Also, if you were right people would be much less excited about quantum computers (that is, the excitement might be still unjustified because quantum computer are infeasible or because they are feasible but don't solve many interesting problems, but at least there's a chance they will solve many interesting problems).

Obviously there are NP-hard optimization problems with approximate solutions that are good enough for practical applications but it means little about the existence of good enough IRL algorithms. Indeed, if we accept the fragility of value thesis, even small inaccuracies in value learning may have catastrophic consequences. Moreover, in many case there are likely to be strong theoretical limitations to approximation of NP-hard problems (PCP theorem, Unique Games Conjecture).
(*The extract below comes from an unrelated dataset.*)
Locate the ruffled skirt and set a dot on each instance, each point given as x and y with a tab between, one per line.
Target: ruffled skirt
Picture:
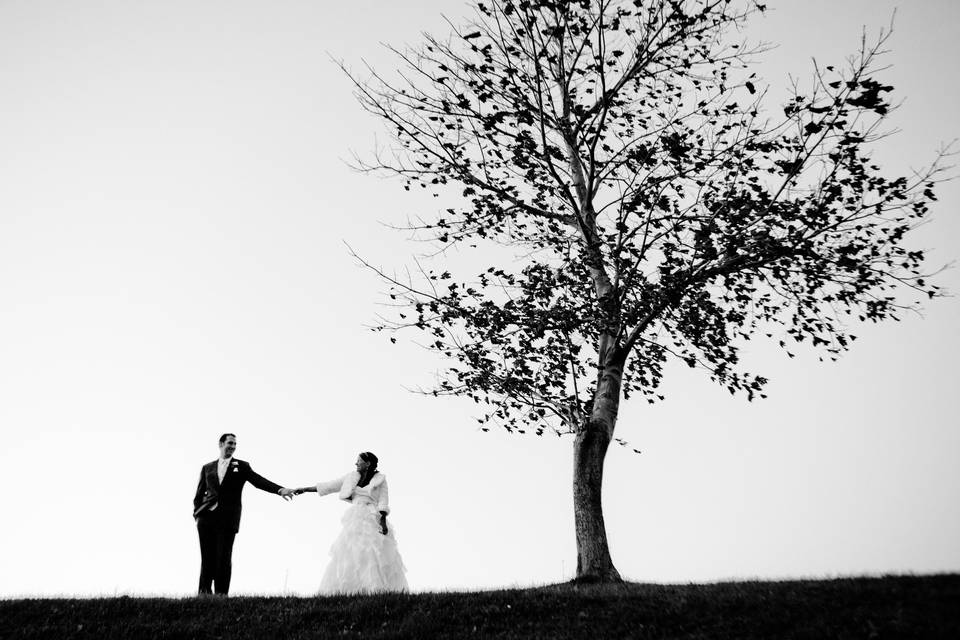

Finally, Impagliazzo and Levin showed that if cryptography is possible at all then there are almost uniform distributions for NP-complete problems that make them hard in the average case. Thus, hard instances are not very special and your problem has to be special in order to avoid them.

we should be able to formally define a natural class of environment that excludes them but is still sufficiently rich

I disagree. There's a lot of "no free lunch" theorems out there that in principle show various things (eg no agent can be intelligent across all environments) that in practice require very specific environments for the bad stuff to hurt the agent (ie the environment has to behave, in practice, as if it was a smarter adversarial agent that specifically hated the first agent).

Allow me to recapitulate my point.

We want to find algorithms that satisfy provable performance guarantees. A "no free lunch" theorem shows that a specific performance guarantee is impossible. Therefore we should look for other performance guarantees, either by changing the setting or changing the class of environments or doing something else.

My counterexample shows that certain natural performance guarantees are unsatisfiable. Therefore it is important to look for other natural settings / desirada. In particular I suggest one solution which seems natural and feasible, namely allowing the Student to randomize control between itself and the Teacher. This variant of IRL thereby seems qualitatively more powerful than the original.

Also, obviously the first counterexample constructed is always the most "adversarial" one since it's the easiest to prove. This doesn't mean that there is an algorithm that works well in most other cases. Given that we are in the AI safety business, the burden of proof is one the claim that the "bad" environment is exceptional, not vice versa. Moreover, my intuition is that this counterexample is not exceptionally bad, it's just maximally bad, i.e. in a typical scenario IRL will only be able to extract a (not 0 but also not 1) portion of the important information about the utility function. If you can prove me wrong, I will be glad to see it!